Homélie pour le 3° dimanche de Pâques (26 avril 2020). Année A.
Chers amis, nous retrouvons ce matin Cléophas et l’autre disciple ; profitons-en car nous allons pouvoir marcher avec eux … Ils ne sont pas confinés : ils peuvent marcher deux heures … !!!
Mais leurs cœurs étaient vraiment confinés, repliés sur eux … Là cela nous ressemble sans doute …
Suivons-les jusqu’au bout puisqu’ils terminent leur marche par un très beau cri en ce temps de confinement :
Reste avec nous Seigneur ! Reste chez nous !
3 questions sur ce texte :
Pourquoi est-il appelé l’Evangile des disciples d’Emmaüs ?
Qu’est-ce que Jésus leur raconte au fond à ces disciples qui rend leur cœur brûlant ?
Et enfin Jésus accepte de rester avec eux mais il disparaît ; pourquoi ?
Ces 3 questions sont liées …
Premièrement donc : Nous avons l’habitude d’appeler ce texte « l’Evangile des disciples d’Emmaüs » … ; ne vaudrait-il pas mieux dire « l’Evangile des disciples retournant à Jérusalem … » car c’est bien là ce qu’il faut retenir … ?! C’est quand même plus glorieux !
La rencontre avec Jésus a donné à ces deux disciples de faire demi-tour, de « retourner », de « se retourner », de se convertir pour retrouver leurs frères et être auprès d’eux les témoins de la Bonne Nouvelle ! C’est bien là le sommet auquel ce texte nous conduit …
Or nous continuons d’appeler ce récit celui des pèlerins d’Emmaüs …
C’est étonnant : nous retenons la mauvaise destination … l’erreur d’aiguillage, le lieu de leur fuite, tout en bas des montagnes alors que la Bible invite à monter …
Ils sont à l’ouest, à l’ouest de Jérusalem, à l’ouest, perdus, désorientés !
C’est pas très brillant sur un CV : Ah c’est vous les disciples d’Emmaüs, qui étiez désespérez, pas trop croyants, désorientés … ?
Pourquoi retenir Emmaüs : Parce que c’est là que Dieu nous rejoint …
Lui qui ne cesse de dire : Adam où es-tu ? C’est là qu’il nous trouve.
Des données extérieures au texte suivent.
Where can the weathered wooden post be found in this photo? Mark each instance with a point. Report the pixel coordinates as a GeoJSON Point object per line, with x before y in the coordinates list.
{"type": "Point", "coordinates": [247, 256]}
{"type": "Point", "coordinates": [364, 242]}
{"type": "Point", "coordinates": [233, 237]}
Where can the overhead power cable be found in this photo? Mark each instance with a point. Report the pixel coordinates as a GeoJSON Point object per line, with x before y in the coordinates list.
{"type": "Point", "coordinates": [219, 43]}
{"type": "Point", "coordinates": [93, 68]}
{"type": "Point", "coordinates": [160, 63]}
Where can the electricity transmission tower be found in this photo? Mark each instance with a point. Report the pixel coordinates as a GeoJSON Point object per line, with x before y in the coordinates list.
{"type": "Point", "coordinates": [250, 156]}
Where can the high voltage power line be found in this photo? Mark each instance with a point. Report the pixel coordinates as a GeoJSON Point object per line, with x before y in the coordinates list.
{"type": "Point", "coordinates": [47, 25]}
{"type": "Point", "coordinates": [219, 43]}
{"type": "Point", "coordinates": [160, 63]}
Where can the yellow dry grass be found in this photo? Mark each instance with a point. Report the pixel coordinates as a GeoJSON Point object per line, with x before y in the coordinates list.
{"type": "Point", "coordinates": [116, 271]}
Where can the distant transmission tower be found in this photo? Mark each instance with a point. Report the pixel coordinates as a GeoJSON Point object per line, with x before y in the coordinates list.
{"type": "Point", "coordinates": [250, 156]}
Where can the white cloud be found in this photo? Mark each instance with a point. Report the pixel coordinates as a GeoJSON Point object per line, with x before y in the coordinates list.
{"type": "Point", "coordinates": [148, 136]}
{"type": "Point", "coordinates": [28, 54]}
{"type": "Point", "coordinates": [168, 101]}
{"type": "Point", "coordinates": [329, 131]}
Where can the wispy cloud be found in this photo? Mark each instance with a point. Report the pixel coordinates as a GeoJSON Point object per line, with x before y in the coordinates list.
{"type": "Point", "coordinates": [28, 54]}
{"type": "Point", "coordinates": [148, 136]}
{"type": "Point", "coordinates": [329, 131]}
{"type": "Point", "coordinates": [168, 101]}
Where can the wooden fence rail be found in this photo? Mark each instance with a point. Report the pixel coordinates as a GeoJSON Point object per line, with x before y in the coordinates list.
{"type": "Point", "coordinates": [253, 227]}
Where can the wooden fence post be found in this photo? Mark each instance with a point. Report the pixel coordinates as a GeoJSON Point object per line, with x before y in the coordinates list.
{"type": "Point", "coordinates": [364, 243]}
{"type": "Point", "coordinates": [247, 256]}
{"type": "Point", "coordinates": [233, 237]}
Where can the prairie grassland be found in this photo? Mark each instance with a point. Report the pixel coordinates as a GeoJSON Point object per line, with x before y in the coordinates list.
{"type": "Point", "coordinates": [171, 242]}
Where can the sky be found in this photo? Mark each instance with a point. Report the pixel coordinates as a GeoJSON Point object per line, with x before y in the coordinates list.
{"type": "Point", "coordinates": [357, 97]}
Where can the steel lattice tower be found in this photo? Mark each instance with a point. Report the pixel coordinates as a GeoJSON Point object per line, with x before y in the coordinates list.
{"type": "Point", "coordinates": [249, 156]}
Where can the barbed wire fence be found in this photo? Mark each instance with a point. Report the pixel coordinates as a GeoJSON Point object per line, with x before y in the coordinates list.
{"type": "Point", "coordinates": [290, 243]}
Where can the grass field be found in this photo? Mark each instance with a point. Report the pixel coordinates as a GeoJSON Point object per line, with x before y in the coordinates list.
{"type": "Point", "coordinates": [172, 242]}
Si nous ne nous cachons pas.
Un vieil évêque se retrouva un jour malade, cloué sur un lit d’hôpital, ne pouvant plus se déplacer seul … Il dit alors à un ami : Vois-tu j’ai trop souvent remis des médailles à ceux qui s’occupaient des malades à Lourdes notamment ; je ne le regrette pas ; mais ce que je regrette, c’est de ne pas m’être rendu compte qu’il fallait surtout remettre des médailles à ceux qui supportaient qu’on s’occupe d’eux …
En donnant le nom d’Emmaüs à son œuvre de solidarité et de partage, l’Abbé Pierre avait dû longuement médité sur cet épisode de l’Evangile ; Emmaüs c’est l’exemple d’une fausse route, d’une erreur de parcours, d’une mauvaise destination …
Mais aussi d’un manque de foi : Que votre cœur est lent à croire dit Jésus …
C’est précisément sur cette fausse route que le Christ vient nous rejoindre ; dans la mesure où j’accepte d’être rejoint précisément là … Adam, où es-tu ?
C’est pourquoi il est bon que ce récit garde ce nom d’ « Evangile des disciples d’Emmaüs » … des disciples qui fuyaient, déroutés par ce qui semble un échec …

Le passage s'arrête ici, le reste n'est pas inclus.